Grandparents and Other Relatives – Adolescent Development in Interpersonal and Societal Context

There has been surprisingly little research on adolescents’ relationships with relatives other than parents or siblings. In their primarily European American middle-class sample, experts found that relationships with grandparents become more distant (both less supportive and less conflictive) as adolescents grow older, but
few studies have followed up this finding with more detailed analyses. Furthermore, the available evidence suggests that relationships with grandparents and other relatives may vary in ethnic minority families. Multi-generational families are more common among African American than among European American families, but significant increases in the number of African American children orphaned or abandoned due to parental AIDS/HIV, incarceration, and drug use has led to increasing numbers of African American grandparents assuming primary childrearing responsibilities for their grandchildren. The implications of “off-time” parenting for grand-parents have been studied, but the implications of being raised by grandparents for adolescent development have not. Furthermore, as divorce and remarriage become increasingly normative in American society, adolescents’ relationships with multiple sets of grandparents and step grandparents warrant attention.

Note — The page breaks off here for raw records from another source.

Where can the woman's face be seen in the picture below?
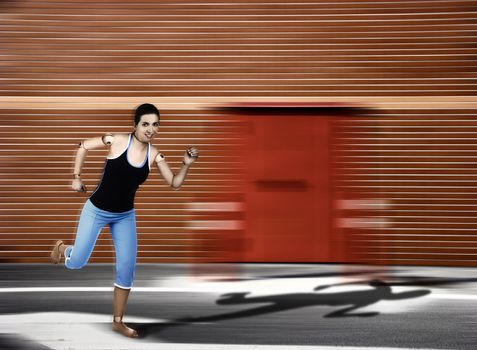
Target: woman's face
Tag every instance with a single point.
(147, 127)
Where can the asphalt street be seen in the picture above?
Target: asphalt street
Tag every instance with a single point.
(254, 306)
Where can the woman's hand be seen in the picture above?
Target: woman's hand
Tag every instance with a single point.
(191, 155)
(78, 186)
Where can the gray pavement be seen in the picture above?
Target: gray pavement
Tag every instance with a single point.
(253, 306)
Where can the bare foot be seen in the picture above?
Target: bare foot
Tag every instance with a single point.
(55, 255)
(120, 327)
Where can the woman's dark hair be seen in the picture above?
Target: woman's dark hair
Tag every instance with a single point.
(145, 108)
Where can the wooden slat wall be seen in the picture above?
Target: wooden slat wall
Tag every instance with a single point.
(408, 182)
(70, 69)
(37, 206)
(240, 48)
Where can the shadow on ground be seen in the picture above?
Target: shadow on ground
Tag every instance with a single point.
(352, 300)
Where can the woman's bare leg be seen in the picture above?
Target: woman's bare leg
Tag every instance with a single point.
(119, 306)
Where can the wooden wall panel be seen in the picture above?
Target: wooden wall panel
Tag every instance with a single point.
(409, 184)
(241, 48)
(73, 69)
(37, 206)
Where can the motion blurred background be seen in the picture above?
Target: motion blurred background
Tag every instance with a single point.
(337, 131)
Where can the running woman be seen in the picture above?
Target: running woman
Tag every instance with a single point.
(112, 203)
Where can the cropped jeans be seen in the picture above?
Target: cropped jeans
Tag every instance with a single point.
(123, 231)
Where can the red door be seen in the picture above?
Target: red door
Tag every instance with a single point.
(287, 189)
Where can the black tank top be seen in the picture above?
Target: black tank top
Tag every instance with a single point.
(119, 183)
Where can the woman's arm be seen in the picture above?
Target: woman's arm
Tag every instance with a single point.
(83, 148)
(176, 180)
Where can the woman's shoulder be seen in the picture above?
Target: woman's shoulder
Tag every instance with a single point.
(155, 151)
(120, 136)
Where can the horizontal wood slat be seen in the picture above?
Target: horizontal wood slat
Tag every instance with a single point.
(334, 49)
(37, 205)
(69, 70)
(410, 178)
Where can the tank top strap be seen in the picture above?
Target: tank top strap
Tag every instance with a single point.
(129, 141)
(148, 155)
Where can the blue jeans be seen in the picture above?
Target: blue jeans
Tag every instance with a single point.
(123, 231)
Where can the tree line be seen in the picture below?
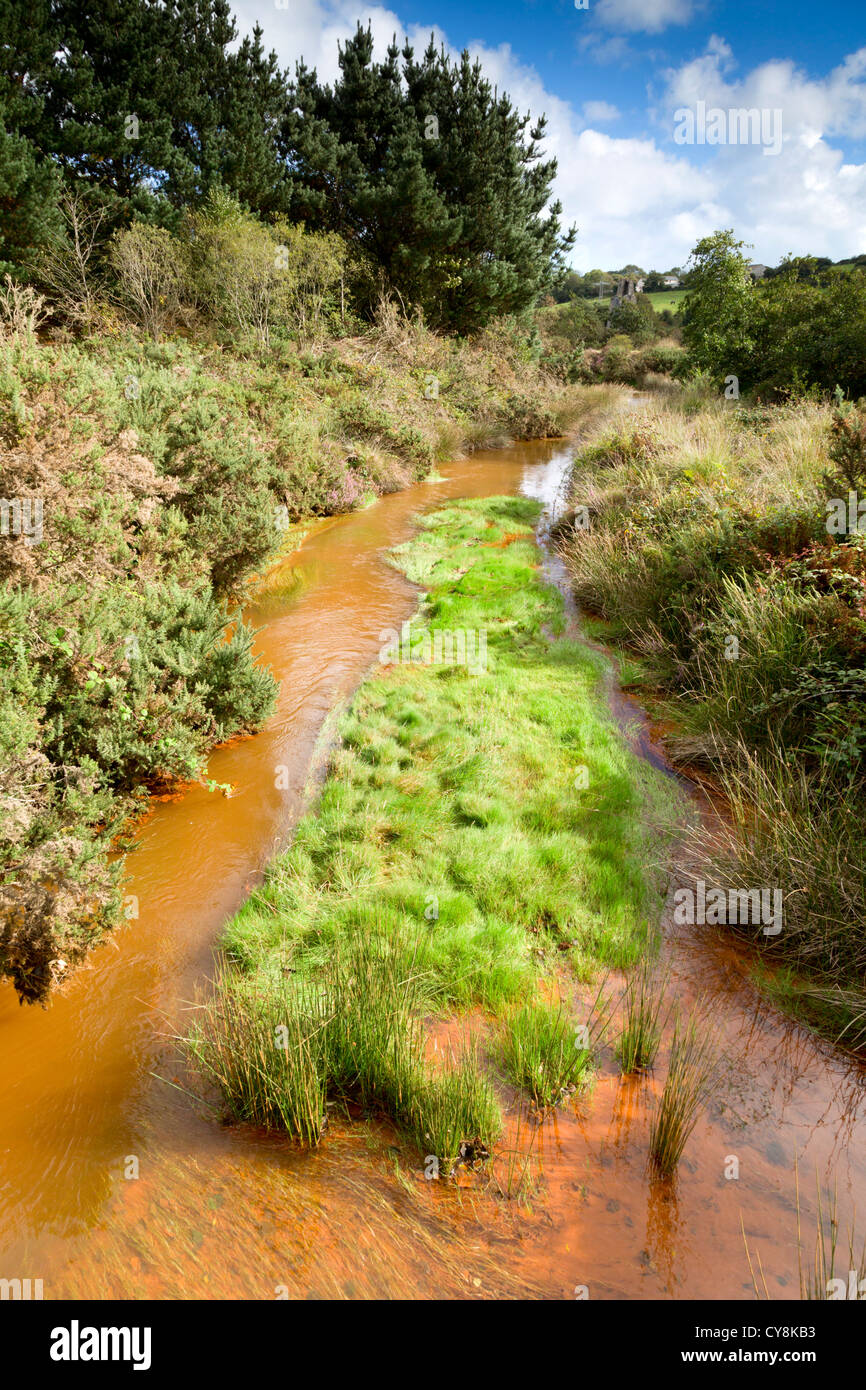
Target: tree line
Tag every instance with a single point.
(148, 110)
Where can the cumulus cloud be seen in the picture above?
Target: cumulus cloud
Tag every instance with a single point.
(644, 15)
(645, 199)
(599, 113)
(806, 198)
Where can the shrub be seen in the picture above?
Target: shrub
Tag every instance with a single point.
(146, 264)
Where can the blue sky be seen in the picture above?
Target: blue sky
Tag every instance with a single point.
(615, 79)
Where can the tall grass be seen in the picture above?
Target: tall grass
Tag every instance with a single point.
(644, 1018)
(827, 1273)
(278, 1052)
(801, 831)
(548, 1052)
(691, 1076)
(708, 553)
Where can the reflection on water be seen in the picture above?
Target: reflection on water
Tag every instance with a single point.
(223, 1214)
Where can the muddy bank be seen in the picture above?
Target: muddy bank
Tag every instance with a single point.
(224, 1214)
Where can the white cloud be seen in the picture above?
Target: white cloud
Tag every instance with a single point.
(644, 15)
(642, 199)
(599, 111)
(805, 199)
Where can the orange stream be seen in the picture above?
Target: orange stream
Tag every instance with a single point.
(223, 1214)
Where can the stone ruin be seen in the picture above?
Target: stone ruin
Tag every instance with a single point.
(624, 293)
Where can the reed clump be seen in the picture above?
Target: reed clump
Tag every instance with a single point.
(644, 1019)
(691, 1079)
(281, 1051)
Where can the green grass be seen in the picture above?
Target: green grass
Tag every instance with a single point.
(644, 1020)
(662, 299)
(491, 829)
(691, 1076)
(549, 1054)
(280, 1052)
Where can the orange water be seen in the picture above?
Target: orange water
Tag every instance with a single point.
(216, 1212)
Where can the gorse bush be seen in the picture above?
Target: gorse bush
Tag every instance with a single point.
(709, 552)
(167, 474)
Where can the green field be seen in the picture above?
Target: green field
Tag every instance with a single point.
(666, 299)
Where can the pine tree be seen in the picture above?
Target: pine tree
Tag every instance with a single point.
(431, 173)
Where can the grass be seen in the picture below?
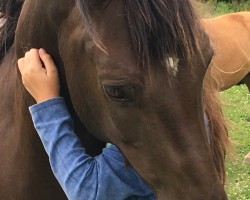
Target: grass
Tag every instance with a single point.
(237, 109)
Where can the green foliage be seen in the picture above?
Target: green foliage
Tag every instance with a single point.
(223, 7)
(237, 109)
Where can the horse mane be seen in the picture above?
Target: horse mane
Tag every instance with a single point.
(158, 29)
(9, 14)
(162, 28)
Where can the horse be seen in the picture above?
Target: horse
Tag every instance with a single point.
(230, 37)
(132, 74)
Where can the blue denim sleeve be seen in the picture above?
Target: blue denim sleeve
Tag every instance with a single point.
(81, 176)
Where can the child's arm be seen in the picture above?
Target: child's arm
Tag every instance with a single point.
(81, 176)
(39, 75)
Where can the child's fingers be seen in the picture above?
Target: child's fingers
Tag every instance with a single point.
(34, 58)
(48, 62)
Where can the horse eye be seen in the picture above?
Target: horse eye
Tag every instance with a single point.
(120, 93)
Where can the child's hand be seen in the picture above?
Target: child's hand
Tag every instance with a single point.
(39, 75)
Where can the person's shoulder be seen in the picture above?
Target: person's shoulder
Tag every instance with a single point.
(112, 152)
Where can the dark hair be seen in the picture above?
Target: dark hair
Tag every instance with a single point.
(9, 14)
(158, 28)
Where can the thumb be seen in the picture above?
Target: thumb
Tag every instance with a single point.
(48, 62)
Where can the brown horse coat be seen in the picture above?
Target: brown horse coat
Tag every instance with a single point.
(230, 37)
(132, 73)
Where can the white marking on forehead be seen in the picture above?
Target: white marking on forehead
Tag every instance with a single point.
(172, 65)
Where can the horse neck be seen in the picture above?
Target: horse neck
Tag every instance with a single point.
(24, 163)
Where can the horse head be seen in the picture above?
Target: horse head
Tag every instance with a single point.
(132, 71)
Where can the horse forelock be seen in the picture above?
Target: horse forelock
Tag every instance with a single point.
(9, 14)
(159, 29)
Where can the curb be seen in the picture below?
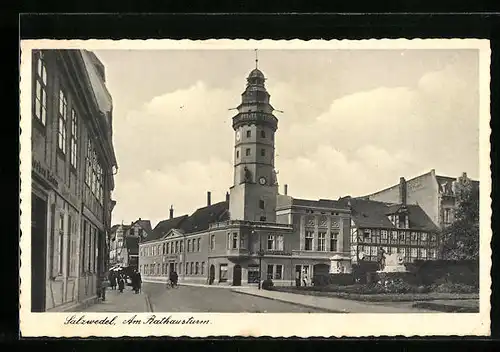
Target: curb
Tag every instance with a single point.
(445, 308)
(326, 310)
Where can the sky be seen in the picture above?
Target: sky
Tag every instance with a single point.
(352, 121)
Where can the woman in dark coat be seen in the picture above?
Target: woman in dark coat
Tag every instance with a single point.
(112, 280)
(138, 281)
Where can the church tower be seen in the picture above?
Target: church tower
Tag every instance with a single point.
(255, 188)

More generally, the available research indicates that ethnic minorities, especially African American and Latino families in the United States, have social networks that are more cohesive and include a larger proportion of extended family members than do European American families, and that these kin networks are important sources of emotional and instrumental support. Despite variability in the importance, extensiveness, fluidity, and amount of contact with kin networks, family influences on adolescent development have been limited primarily to studies of nuclear rather than extended families. More research on the distinct relationships adolescents have with different relatives and their influence on adolescent development is warranted.